Numa altura de crise social, em que todos nós, portugueses, nos sentimos injustiçados, e em que o bom senso deveria constituir um imperativo público, este tipo de decisões são inadmissíveis. Não é seguramente uma posição de quem tem a responsabilidade de defender a ciência e a saúde dos cidadãos. Apenas contribuem para aumentar a indignação de quem acredita nos méritos do conhecimento e da ciência, como é o caso dos médicos.
Para os médicos, que tenho o privilégio de representar, é uma honra poder servir os doentes e o país. Os médicos são responsáveis a vários níveis pelo exercício da sua profissão. Têm a obrigação de atuar de acordo com os valores e princípios da ética e as boas práticas, o estado da arte, cumprindo o código deontológico da Ordem dos Médicos. As indemnizações e penas a que são submetidos em caso de erro, negligência ou violação das regras éticas e deontológicas são conhecidas e na sua grande maioria do domínio público. O que parece não ter equivalência nas decisões políticas.

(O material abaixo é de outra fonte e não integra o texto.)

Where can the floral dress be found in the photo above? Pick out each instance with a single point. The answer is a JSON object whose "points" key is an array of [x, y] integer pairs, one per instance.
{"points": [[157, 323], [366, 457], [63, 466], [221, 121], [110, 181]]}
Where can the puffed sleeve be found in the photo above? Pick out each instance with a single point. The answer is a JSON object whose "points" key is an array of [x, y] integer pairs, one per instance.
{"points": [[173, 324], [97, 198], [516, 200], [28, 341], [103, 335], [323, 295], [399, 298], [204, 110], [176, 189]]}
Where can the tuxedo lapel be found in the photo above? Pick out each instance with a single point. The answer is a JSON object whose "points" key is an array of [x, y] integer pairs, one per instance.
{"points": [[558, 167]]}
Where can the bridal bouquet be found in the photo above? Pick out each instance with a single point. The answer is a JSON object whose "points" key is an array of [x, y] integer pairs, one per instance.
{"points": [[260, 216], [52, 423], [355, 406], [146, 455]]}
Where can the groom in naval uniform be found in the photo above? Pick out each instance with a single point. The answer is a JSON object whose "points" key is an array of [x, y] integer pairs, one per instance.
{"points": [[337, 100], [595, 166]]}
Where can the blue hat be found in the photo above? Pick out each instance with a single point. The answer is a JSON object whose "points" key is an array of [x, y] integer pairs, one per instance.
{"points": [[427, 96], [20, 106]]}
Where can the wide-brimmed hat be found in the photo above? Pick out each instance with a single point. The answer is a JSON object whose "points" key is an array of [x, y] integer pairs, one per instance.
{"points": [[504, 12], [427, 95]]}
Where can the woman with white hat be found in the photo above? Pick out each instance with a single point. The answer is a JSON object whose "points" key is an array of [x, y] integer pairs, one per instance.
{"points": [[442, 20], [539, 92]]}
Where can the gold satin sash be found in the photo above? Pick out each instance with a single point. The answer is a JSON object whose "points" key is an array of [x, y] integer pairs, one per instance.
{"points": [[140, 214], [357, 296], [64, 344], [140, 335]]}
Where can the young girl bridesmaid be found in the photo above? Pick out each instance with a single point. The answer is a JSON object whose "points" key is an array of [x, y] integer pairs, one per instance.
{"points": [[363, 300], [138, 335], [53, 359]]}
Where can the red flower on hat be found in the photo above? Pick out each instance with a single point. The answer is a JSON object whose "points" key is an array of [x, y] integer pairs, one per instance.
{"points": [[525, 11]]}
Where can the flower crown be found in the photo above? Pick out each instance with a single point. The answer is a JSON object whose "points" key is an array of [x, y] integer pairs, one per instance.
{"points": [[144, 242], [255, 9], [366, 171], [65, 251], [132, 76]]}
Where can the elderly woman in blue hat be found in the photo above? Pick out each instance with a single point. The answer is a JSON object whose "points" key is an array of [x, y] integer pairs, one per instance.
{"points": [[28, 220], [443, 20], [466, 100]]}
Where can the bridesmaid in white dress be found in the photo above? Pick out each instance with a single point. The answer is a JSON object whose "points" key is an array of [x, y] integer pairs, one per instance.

Será que os ministros ignoram o facto de um estudante se tornar médico especialista ao fim de 11 a 13 anos após ter entrado numa Escola Médica, muito estudo, aquisição de competências específicas e prestação pública de múltiplas provas, que lhe permitem o exercício da medicina e auferir um ordenado não compatível com a enorme responsabilidade que têm na sociedade civil? Ou que a progressão profissional dos médicos na carreira médica significa a existência de concursos e a prestação de mais provas públicas? Ou que os médicos, como pilar essencial do SNS, são os principais responsáveis pela melhoria da qualidade dos cuidados de saúde prestados aos cidadãos e pelo sucesso internacional do nosso SNS? Ou que estão associados aos méritos do nosso SNS relatados pela OCDE e pela OMS? Ou que são pressionados a exercerem a sua atividade em condições de trabalho que não dignificam os doentes? Ou que são constrangidos a fazerem serviços de urgência sem limites ou a produzirem cada vez mais números (consultas, cirurgias, procedimentos) em vez de serem estimulados a beneficiar a qualidade da medicina e a relação médico-doente?
Senhor ministro da Saúde, não está a saber honrar a medicina e a ciência que salvam a vida aos doentes. Na nossa memória individual e colectiva permanecerá como o ministro da pseudociência, da “medicina tradicional chinesa”.
A defesa da saúde dos portugueses é uma obrigação da Ordem dos Médicos, não uma atitude corporativista. Devia ser também a primeira preocupação do ministro da Saúde. Desafio quem acredita no Estado de Direito e na democracia a defender a causa da ciência.